This question gets asked a lot because many new musicians think mastering can solve any problems they might have with the recording or the mix. This is unfortunately not true. You do need to master if you want a professional sounding track, but mastering can’t do much for you if it’s not built off a good recording and mix.
If you’re confused by the two, here’s a little explanation to help you see the difference:
Mixing
Mixing lets a sound engineer work with different tracks and layers as separate audio recordings. For example, during the recording of the song a drum kit will often have at least one microphone on each drum besides the ambient mics, which capture the sound of the drums in the recording room. Each one of these mics is recorded on its own track in the computer or on tape. When the engineer balances and equalizes the different tracks of the kit together, this is called mixing. Once the drums are sounding the way the engineer would like, he or she then adds the other tracks to the mix like the bass, guitars and vocals. They may choose to throw on individual effects for different instruments, like adding reverb to the vocal while leaving the drums alone.
A good mix takes time and experience. The engineer needs to get the balance just right because after the mix stage, it gets much more difficult to alter it.
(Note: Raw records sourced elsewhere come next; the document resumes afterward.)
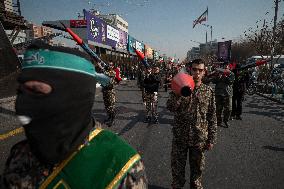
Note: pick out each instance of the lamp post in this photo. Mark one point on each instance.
(211, 30)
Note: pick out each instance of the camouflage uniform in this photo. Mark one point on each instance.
(193, 129)
(140, 79)
(223, 96)
(109, 96)
(151, 100)
(151, 84)
(24, 171)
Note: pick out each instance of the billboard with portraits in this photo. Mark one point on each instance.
(224, 50)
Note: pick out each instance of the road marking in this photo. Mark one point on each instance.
(11, 133)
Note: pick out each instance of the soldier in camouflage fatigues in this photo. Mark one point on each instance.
(140, 79)
(109, 96)
(223, 95)
(194, 129)
(151, 85)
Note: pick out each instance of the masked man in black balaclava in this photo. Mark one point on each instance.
(65, 147)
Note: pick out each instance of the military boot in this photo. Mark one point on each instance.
(108, 119)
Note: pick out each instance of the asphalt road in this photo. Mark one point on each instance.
(248, 155)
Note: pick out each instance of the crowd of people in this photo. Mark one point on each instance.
(65, 147)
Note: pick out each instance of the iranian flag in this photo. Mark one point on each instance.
(202, 18)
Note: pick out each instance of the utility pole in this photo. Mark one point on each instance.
(273, 32)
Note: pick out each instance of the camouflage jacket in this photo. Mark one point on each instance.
(194, 116)
(24, 171)
(110, 73)
(224, 85)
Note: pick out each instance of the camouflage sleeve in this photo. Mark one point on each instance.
(212, 119)
(172, 103)
(230, 79)
(135, 178)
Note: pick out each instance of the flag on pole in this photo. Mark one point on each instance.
(202, 18)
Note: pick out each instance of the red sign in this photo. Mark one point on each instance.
(78, 23)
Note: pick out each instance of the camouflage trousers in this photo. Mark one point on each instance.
(178, 164)
(223, 107)
(143, 94)
(109, 101)
(151, 104)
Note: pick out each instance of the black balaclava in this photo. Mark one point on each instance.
(61, 120)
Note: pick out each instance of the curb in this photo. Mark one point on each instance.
(8, 99)
(270, 98)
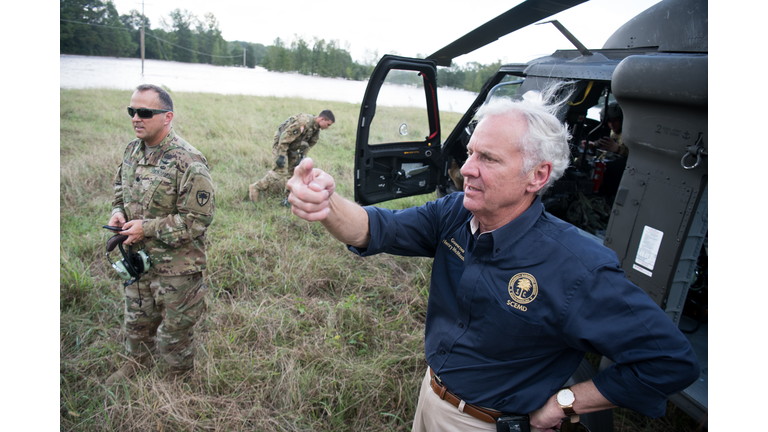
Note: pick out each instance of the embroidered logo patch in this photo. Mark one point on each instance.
(523, 288)
(203, 197)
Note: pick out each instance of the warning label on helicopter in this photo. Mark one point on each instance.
(648, 251)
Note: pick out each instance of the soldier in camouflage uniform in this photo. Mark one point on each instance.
(164, 202)
(292, 141)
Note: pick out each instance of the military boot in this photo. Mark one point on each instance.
(179, 373)
(129, 369)
(253, 193)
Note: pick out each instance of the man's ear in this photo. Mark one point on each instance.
(539, 176)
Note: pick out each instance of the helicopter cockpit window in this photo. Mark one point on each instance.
(393, 122)
(507, 88)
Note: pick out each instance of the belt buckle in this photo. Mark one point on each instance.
(437, 379)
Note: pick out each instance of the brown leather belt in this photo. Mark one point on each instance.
(483, 414)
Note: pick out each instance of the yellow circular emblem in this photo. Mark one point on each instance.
(523, 288)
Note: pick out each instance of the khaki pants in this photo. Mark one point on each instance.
(434, 414)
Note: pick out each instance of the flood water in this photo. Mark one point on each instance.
(78, 72)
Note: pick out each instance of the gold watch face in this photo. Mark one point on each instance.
(565, 397)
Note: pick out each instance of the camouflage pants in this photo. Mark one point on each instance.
(279, 174)
(164, 308)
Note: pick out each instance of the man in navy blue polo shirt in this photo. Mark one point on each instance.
(517, 297)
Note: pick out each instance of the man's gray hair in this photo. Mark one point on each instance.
(546, 138)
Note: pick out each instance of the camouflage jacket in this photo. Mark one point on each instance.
(295, 131)
(172, 192)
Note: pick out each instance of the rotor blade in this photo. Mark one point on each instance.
(514, 19)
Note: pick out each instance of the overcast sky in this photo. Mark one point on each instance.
(403, 27)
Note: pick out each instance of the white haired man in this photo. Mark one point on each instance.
(517, 297)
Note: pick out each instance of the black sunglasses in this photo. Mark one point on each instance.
(144, 112)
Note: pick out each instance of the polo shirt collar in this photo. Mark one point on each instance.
(510, 233)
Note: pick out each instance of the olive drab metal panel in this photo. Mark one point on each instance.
(664, 99)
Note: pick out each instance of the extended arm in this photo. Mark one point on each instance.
(313, 199)
(588, 399)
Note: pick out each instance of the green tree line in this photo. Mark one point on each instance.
(94, 27)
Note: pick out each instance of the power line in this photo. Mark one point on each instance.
(153, 35)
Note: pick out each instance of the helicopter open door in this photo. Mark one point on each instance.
(397, 151)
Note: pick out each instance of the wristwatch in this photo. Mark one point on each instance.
(566, 398)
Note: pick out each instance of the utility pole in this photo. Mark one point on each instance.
(143, 19)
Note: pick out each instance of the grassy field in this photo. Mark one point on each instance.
(300, 334)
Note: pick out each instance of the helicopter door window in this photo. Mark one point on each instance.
(393, 122)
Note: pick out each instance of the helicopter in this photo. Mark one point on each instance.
(654, 215)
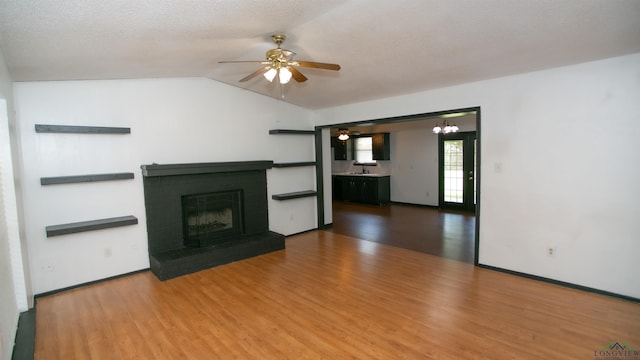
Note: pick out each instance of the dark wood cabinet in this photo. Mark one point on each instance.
(362, 189)
(339, 149)
(381, 147)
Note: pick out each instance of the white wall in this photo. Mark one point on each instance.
(13, 290)
(171, 121)
(564, 140)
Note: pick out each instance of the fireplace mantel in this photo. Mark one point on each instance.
(204, 168)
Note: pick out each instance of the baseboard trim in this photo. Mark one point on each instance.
(416, 205)
(302, 232)
(561, 283)
(24, 346)
(53, 292)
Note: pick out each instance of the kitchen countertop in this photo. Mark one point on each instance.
(360, 174)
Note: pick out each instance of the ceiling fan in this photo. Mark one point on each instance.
(280, 63)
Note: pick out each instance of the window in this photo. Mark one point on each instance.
(363, 149)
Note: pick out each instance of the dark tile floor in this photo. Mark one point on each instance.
(443, 233)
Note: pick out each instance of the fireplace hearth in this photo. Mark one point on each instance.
(206, 214)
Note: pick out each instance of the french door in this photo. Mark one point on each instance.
(457, 156)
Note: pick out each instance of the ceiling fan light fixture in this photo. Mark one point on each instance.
(284, 75)
(271, 74)
(343, 134)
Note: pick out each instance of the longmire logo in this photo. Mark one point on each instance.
(617, 350)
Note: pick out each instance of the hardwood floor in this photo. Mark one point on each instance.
(448, 234)
(329, 296)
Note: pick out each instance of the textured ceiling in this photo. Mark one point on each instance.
(385, 48)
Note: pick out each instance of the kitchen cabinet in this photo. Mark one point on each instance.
(381, 147)
(362, 188)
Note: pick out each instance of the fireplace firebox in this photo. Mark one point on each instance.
(212, 218)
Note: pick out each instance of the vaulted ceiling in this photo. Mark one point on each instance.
(386, 48)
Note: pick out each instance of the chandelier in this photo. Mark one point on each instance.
(445, 128)
(343, 134)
More than mastering, mixing gives engineers a chance to prevent any one instrument from overpowering the others. If an engineer nails the mix, it will save a lot of headaches during mastering.
Mastering
Mastering is what happens after all the tracks have been mixed down into a single stereo or surround sound file. This is the phase of the song production where a mastering engineer adds the icing on the cake. They will process the track to make it sound balanced on every speaker system, and often increase the volume of the track to compete with other artist releases which are often mastered as loudly as possible.
At this stage, the ability to adjust an individual instrument in the mix without messing with the rest of it is gone: the mastering engineer will have to make changes to the whole song in order to fix something.
Imagine you have some bright vocals by your lead singer that in mixing were dialed down so they wouldn’t drown out the acoustic guitar.You’ve decided that now his vocal is being lost in the mix and want to add some of the brightness back to it. The bad news is that this will also dial up the rest of the brighter instruments that occupy the treble range, like the snare drum for example, so if the snare wasn’t originally mixed properly against the vocals and the guitar in the first place, making this adjustment in mastering may do more harm than good.
A good way to look at it is: mastering is like a fresh coat of paint on your car, and mixing is the bodywork that came before it. If the car is in bad condition in the first place, a fresh coat of paint is not going to fix its problems.